The conductor take-in pre-pocket bundles all types of stranded electrical conductors, and has the advantage for all types of solid or stranded electrical conductors, that the front end of the electrical conductor can be inserted into the pre-pocket first before applying any greater axial hand-force on the electrical conductor for the insertion of the conductor into the clamping unit. The pre-pocket stabilized the fore-running end of the electrical conductor against dislocation movements before the opening process of the clamping unit is initiated by means of applying a greater manual axial force for the introduction of the conductor into the clamping unit.

With the features of claim 6, the object will be solved to easily release the clamping unit, even when the clamping unit is arranged in the depth of the material passage. With respect to spring-force clamp connectors of this type, it is always a problem to open the clamping unit completely, i.e. to be able to push back the clamping leg of the leaf spring far enough against its clamping force, so that the clamping unit is optimally ( i. e. completely) opened.
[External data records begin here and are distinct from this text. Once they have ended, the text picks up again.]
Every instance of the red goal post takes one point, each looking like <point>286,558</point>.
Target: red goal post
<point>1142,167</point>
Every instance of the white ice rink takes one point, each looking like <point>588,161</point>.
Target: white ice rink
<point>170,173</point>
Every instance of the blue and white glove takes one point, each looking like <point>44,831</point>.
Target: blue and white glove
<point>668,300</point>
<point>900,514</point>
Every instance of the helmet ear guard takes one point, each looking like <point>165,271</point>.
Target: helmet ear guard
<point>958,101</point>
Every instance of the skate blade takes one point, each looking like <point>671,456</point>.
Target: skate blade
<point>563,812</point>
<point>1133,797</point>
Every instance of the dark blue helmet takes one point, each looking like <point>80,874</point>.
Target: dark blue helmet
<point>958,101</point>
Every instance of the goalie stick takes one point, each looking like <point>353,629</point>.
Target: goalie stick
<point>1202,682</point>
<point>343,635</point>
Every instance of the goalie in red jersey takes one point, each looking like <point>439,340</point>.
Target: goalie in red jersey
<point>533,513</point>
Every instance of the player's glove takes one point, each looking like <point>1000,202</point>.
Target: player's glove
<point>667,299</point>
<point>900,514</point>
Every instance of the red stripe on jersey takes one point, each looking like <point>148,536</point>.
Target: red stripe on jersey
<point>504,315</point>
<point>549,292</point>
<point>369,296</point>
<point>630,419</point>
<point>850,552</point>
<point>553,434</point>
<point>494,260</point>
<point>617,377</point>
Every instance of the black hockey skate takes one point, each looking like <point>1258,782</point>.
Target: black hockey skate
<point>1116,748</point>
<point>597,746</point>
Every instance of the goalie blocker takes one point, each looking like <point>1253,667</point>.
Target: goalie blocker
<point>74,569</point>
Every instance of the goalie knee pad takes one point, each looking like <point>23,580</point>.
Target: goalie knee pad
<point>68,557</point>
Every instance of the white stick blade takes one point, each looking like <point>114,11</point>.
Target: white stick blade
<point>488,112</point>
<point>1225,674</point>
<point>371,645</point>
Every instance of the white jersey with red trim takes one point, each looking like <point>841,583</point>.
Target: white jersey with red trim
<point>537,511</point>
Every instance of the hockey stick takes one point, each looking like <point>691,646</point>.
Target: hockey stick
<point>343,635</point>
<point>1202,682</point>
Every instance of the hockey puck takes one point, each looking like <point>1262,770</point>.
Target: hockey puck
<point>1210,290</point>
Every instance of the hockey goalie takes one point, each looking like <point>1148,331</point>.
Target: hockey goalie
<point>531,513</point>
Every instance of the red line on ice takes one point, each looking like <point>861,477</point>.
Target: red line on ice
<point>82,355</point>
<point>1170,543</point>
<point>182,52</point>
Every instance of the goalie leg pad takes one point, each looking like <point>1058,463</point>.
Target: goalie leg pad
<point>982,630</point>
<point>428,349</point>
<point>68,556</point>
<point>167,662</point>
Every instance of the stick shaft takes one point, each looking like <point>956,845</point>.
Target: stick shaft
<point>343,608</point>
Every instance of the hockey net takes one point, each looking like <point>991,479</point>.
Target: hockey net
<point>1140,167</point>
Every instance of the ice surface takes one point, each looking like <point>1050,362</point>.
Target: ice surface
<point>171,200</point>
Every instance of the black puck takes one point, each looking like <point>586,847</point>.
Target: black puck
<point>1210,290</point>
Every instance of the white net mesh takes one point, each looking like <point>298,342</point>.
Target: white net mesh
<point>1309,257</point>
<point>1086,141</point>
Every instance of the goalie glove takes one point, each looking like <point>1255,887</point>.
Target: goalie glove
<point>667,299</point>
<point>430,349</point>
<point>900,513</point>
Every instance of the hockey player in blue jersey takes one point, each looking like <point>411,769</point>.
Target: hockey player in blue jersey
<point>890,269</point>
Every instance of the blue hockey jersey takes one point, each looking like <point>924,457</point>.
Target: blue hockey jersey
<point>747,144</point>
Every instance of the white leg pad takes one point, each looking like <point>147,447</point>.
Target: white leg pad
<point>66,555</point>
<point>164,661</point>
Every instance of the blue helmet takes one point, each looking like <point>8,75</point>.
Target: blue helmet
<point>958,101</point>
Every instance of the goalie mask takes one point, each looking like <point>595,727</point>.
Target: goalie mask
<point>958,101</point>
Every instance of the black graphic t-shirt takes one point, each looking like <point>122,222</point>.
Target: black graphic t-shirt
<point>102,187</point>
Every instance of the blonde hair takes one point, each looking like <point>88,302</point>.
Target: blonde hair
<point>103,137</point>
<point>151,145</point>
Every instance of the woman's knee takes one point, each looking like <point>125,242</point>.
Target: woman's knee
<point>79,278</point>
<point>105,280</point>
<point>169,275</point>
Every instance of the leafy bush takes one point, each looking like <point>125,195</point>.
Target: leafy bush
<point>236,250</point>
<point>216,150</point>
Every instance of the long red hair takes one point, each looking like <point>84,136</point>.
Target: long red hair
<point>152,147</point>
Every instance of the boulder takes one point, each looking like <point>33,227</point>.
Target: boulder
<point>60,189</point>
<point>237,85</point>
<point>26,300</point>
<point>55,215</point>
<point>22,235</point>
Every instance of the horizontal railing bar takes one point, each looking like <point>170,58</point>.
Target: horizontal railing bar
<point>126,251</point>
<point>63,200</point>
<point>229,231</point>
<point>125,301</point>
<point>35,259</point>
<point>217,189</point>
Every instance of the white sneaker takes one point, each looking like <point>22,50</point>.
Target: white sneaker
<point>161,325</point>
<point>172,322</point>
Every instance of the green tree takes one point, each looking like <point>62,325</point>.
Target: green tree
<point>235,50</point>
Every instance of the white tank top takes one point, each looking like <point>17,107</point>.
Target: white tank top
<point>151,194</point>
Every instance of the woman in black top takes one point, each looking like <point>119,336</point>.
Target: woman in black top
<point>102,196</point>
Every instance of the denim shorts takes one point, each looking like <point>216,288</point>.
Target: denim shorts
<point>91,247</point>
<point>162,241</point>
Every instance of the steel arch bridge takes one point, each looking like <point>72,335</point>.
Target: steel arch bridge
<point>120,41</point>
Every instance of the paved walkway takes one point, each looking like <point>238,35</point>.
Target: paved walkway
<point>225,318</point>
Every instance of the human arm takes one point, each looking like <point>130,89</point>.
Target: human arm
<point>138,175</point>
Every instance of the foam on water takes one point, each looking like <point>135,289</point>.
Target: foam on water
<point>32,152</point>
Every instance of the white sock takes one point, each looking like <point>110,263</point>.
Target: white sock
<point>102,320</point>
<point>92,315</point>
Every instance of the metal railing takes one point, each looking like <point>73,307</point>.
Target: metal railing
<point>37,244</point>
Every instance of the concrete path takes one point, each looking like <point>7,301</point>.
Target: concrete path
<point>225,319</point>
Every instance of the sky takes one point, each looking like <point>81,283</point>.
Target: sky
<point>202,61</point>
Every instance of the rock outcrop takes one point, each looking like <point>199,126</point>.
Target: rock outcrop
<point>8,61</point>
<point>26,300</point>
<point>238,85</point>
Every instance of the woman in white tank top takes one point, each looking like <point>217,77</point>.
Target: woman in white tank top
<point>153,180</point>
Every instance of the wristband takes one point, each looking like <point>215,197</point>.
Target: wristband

This is particularly the case if the wiring situation is very compact so that an opening-tool ( for example a screwdriver) can only be moved axially to initiate the opening process of the clamping unit.

This problem will be solved according to claim 6 in that a central partial piece of the clamping leg of the leaf spring is positioned outside the contour of the material passage, the central partial piece including a front convexity projecting in the direction of the clamping force of the clamping leg of the leaf spring such that a pressing tool (for example a screwdriver) being introduced substantially perpendicular to the upper side of the current bar and acting against the front convexity pushes back the clamping leg up to a position in which the clamping unit is completely opened.

A spring-force clamp connector of the present invention can be embodied both in the construction with a double-leaf spring in a mirror-inverted design for two material passages arranged next to one another in a current bar ( see for this, the construction in DE 2,825,291 C2) as well as in a construction with a leaf spring, which has a bearing or holding leg, which can be fixed in any suitable way at the current bar (e.g., by riveting or by pressing) , or a construction is selected in which the leaf spring according to claim 4 of the present application is bent in U-shape and has a bearing leg at its end opposite the clamping leg, wherein the bearing leg extends in the same material passage of the current bar along with the clamping leg of the leaf spring. The bearing leg lies close to the inner wall of the aperture collar, which is opposite the inner wall area of the aperture collar that forms the clamping unit.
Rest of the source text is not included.